The limit in question is
$$ \lim_{x \to 0}\left(\frac{\sin(x)}{x}\right)^{1/x^2} $$
When I replace $\sin(x)$ with its Taylor series about $0$ and cancel out the $x$, I get
$$ \lim_{x \to 0}\left(1-\frac{x^2}{6} + \frac{x^4}{5!} \mp \cdots\right)^{1/x^2} $$
The answer in the book is $e^\frac{-1}{6}$. If I only look at the $x^2$ term, I can see where $-1/6$ comes from. I'm just not sure how I can definitively say the answer is $e^\frac{-1}{6}$. Why can I discount the other powers of $x$?

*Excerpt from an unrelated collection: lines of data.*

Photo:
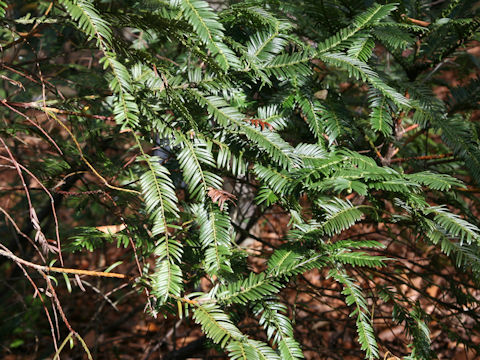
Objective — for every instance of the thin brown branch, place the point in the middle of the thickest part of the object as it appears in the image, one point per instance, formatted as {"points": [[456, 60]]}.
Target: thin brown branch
{"points": [[47, 269], [423, 157]]}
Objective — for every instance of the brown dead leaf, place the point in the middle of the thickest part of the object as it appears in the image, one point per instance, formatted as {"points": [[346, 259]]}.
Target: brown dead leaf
{"points": [[111, 229]]}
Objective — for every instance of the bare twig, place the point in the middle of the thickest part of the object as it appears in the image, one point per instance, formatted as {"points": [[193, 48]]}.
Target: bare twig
{"points": [[47, 269]]}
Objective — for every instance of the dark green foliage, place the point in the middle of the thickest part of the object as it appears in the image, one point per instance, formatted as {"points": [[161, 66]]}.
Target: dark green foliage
{"points": [[254, 92]]}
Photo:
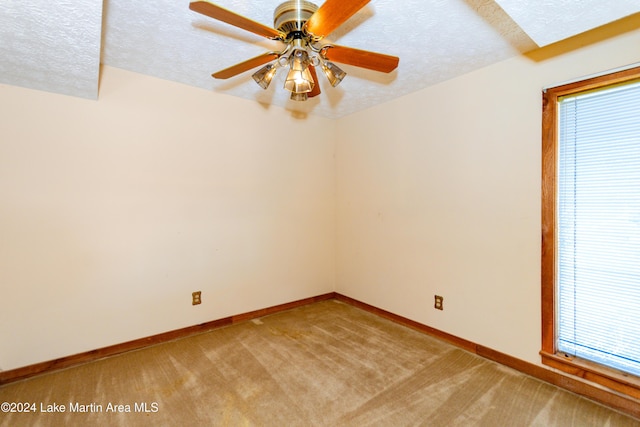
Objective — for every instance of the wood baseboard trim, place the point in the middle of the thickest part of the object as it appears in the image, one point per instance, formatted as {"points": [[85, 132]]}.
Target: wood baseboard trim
{"points": [[595, 392], [598, 393], [93, 355]]}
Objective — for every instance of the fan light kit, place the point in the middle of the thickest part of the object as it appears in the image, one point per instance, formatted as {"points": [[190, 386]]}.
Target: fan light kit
{"points": [[301, 26]]}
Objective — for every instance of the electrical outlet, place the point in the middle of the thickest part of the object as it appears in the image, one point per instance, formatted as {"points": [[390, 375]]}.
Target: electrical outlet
{"points": [[196, 298]]}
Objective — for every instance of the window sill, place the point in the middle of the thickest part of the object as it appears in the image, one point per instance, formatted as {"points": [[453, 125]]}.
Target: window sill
{"points": [[615, 380]]}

To handle the higher power terms, you can use the big O notation.
Note that $$ \frac{\sin x}{x}=\frac1x\left(x-\frac{x^3}{6}+O(x^5)\right)=1-\frac{x^2}{6}+O(x^4) $$ and $$ \ln(1-y)=-y-\frac{y^2}{2}-\frac{y^3}{3}+O(y^5) $$ So $$ \begin{align} \left(\frac{\sin x}{x}\right)^{1/x^2} =&\exp\left(\frac{1}{x^2}\ln(\frac{\sin x}{x})\right)\\ =&\exp\left(\frac{1}{x^2}\ln(1-\frac{x^2}{6}+O(x^4))\right)\\ =&\exp\left(\frac{1}{x^2}(-\frac{x^2}{6}+O(x^4))\right)\\ =&\exp\left(-\frac{1}{6}+O(x^2)\right)\to e^{-1/6} \end{align} $$ as $x\to 0$.